A grieving father was stunned when he received a $3,000 bill to replace the guardrail that impaled his 17-year-old daughter’s car in a fatal crash last November.

Stephen Eimers of Loudon County, Tennessee, contends that the guardrail that killed his daughter, Hannah Eimers, was ‘defective,’ and, upon receiving the bill, lambasted the Tennessee Department of Transportation (TDOT) for its ‘audacity.’

Mark Nagi, a spokesperson for the TDOT apologized, claiming the bill resulted from a processing mistake and assured the Eimers family that no money was due.

On Nov. 1, 2016, Hannah Eimers was driving on Interstate 75 North when her car veered towards the median and crashed into the end of a guardrail.

According to a Tennessee Highway Patrol accident report, the rail, which was supposed to collapse upon impact, remained rigid, piercing the driver’s side door and striking Hannah Eimers in the head and chest.

Her vehicle “took out approximately 15 to 20 feet of guardrail” before it stopped, with the rail remaining inside.

The report noted that Hannah was forced into the back seat of the vehicle and died instantly

Four months later, Stephen received a bill stating that Hannah owed the TDOT $2,970 — the replacement cost for 25 feet of guardrail.

Stephen Eimers was ‘flabbergasted’ by the bill, especially since the end piece of the guardrail had been removed from the TDOT’s list of qualified products one week prior to Hannah’s death.

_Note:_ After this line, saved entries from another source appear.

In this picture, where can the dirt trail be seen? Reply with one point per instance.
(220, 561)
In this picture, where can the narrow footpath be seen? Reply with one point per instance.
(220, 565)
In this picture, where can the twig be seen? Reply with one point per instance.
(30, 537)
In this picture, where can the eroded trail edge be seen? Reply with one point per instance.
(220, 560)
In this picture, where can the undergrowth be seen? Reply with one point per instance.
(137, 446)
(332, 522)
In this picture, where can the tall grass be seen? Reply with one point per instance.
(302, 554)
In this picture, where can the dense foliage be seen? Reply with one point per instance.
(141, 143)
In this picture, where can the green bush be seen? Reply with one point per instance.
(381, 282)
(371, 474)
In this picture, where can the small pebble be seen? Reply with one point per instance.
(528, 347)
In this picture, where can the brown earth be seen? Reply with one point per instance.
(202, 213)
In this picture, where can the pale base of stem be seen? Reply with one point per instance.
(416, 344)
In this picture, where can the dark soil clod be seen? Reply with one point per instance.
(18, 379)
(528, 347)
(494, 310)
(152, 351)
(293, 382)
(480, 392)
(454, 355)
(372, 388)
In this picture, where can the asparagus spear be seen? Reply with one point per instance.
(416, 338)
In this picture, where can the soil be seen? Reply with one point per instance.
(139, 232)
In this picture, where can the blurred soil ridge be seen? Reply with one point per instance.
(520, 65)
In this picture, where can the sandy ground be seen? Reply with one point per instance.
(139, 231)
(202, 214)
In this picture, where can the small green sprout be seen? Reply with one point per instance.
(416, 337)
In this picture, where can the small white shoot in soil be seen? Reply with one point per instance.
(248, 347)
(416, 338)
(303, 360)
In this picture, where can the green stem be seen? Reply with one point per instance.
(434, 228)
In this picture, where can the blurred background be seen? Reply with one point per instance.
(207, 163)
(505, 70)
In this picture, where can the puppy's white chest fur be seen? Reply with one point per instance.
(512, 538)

“They had the audacity to send us a bill in her name for $3,000 for killing her,” Eimers told Local 8 News.

Repair Bill

“That was a mistake,” said Nagi. “It never should have happened. We’ll take measures to make sure that never happens again.”

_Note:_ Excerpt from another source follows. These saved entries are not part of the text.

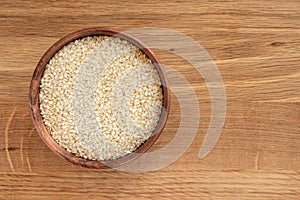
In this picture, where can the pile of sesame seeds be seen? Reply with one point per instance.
(100, 97)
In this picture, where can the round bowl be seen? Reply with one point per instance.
(38, 120)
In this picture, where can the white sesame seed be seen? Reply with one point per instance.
(113, 110)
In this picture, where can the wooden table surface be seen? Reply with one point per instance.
(256, 46)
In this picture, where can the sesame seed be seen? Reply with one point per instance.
(100, 97)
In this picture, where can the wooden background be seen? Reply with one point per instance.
(256, 46)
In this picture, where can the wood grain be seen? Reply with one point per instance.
(256, 46)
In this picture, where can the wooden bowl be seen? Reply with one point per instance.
(35, 109)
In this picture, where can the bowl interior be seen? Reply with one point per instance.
(35, 109)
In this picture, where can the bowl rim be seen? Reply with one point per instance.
(38, 120)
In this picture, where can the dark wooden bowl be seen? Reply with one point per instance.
(35, 109)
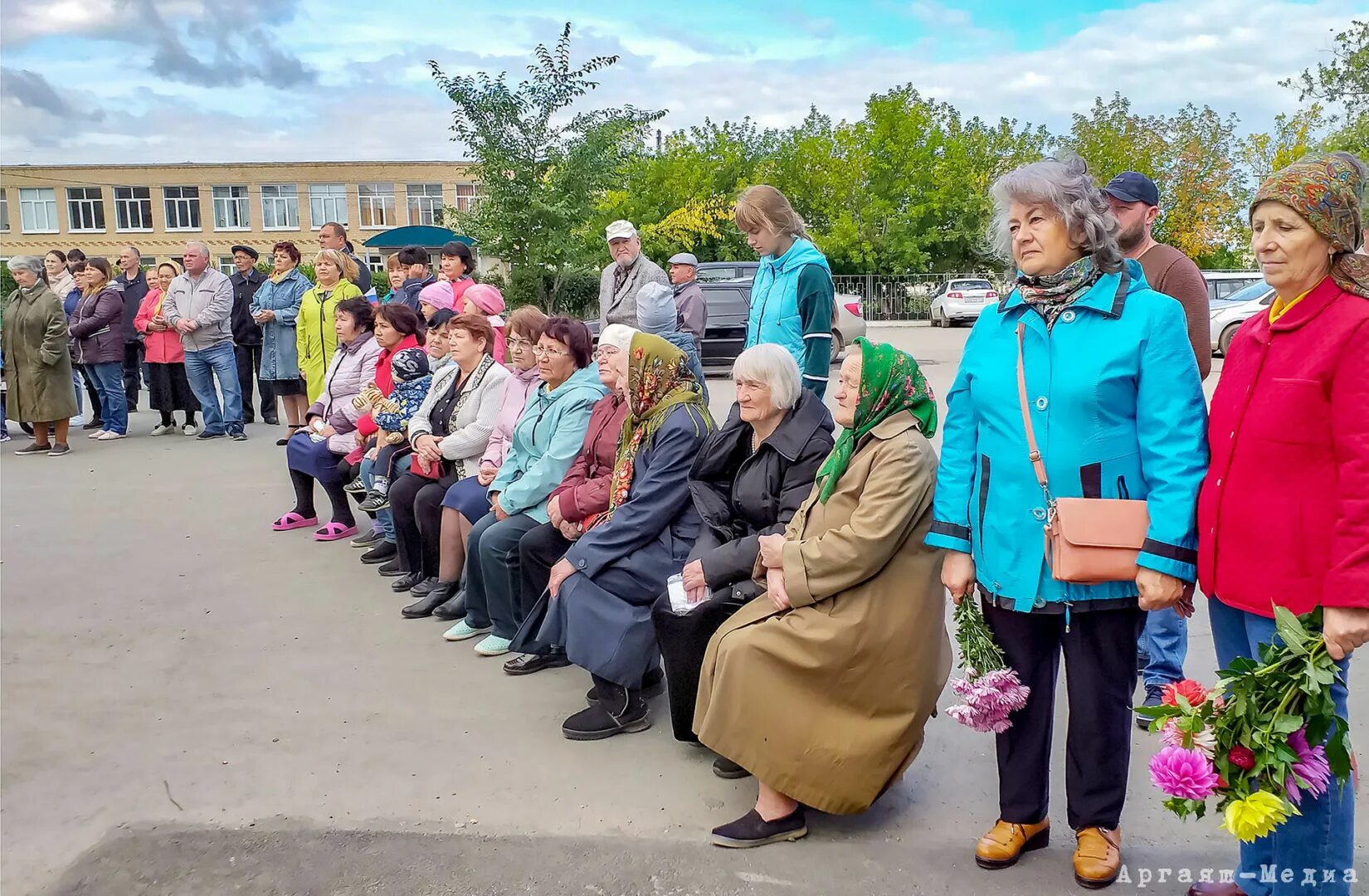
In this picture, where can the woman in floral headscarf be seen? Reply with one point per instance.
(821, 685)
(1283, 516)
(604, 588)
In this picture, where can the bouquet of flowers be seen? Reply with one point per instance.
(1263, 739)
(990, 689)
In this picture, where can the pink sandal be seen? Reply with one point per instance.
(293, 520)
(333, 533)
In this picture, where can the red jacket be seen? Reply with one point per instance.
(383, 381)
(583, 493)
(1283, 516)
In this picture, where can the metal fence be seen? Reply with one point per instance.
(905, 295)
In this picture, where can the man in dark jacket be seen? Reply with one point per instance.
(246, 335)
(133, 284)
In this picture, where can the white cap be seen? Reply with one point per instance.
(619, 230)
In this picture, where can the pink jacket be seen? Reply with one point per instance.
(516, 392)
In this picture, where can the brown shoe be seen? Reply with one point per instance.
(1002, 845)
(1097, 857)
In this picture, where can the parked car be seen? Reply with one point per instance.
(1240, 307)
(962, 301)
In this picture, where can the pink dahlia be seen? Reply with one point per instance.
(1183, 773)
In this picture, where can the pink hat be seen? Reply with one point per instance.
(438, 295)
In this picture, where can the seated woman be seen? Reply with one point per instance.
(543, 444)
(330, 424)
(448, 434)
(469, 499)
(604, 587)
(577, 502)
(748, 480)
(821, 685)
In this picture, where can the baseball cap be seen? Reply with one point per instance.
(1131, 187)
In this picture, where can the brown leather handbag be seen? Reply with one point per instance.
(1089, 541)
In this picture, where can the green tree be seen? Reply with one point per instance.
(539, 178)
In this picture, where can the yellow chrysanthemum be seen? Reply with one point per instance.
(1255, 816)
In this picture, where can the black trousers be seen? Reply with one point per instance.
(132, 373)
(684, 640)
(1099, 676)
(250, 370)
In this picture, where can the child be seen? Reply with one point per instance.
(411, 383)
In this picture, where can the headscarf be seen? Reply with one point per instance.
(657, 382)
(1327, 191)
(890, 383)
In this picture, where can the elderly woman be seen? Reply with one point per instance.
(823, 684)
(314, 338)
(1290, 441)
(275, 307)
(37, 366)
(545, 441)
(604, 587)
(330, 424)
(577, 502)
(1112, 392)
(748, 480)
(467, 501)
(168, 385)
(448, 436)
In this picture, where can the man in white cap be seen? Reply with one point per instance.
(689, 297)
(626, 275)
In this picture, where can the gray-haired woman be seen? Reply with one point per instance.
(1118, 409)
(748, 480)
(37, 367)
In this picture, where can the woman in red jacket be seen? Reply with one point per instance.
(1283, 518)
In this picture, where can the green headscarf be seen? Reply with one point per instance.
(890, 383)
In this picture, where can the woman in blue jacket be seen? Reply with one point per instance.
(793, 301)
(1118, 409)
(545, 441)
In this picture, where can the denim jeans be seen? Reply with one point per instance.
(109, 385)
(202, 368)
(1165, 642)
(1323, 836)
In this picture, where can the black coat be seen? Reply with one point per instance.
(743, 495)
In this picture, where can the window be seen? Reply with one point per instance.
(133, 208)
(328, 202)
(425, 202)
(465, 197)
(231, 208)
(39, 210)
(377, 202)
(280, 207)
(181, 206)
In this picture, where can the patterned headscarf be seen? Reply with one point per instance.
(657, 381)
(890, 382)
(1327, 191)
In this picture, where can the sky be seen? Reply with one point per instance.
(147, 81)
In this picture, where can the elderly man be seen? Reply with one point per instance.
(133, 284)
(689, 297)
(629, 272)
(199, 305)
(333, 236)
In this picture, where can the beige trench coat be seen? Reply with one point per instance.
(827, 702)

The Tennessean reported that the Lindsay X-LITE guard terminal was removed from the qualified product list on Oct. 25 following concerns regarding its performance “if impacted at higher speeds” of 62.2 m.p.h., or greater. The speed limit on I-75 is 70 m.p.h.

Nagi noted that the TDOT no longer installs the model, but that there are still about 1,000 remaining on the road.

Stephen Eimers said, “What bothers me is that they’re playing Russian roulette with people’s lives. They know these devices do not perform at high speeds and in situations like my daughter’s accident, but they leave them in place.”

Nagi said the department will start seeking a contractor to remove the guardrail terminal in areas where the speed limit exceeds 45 m.p.h. starting on Mar. 31, five months after its removal from the qualified products list.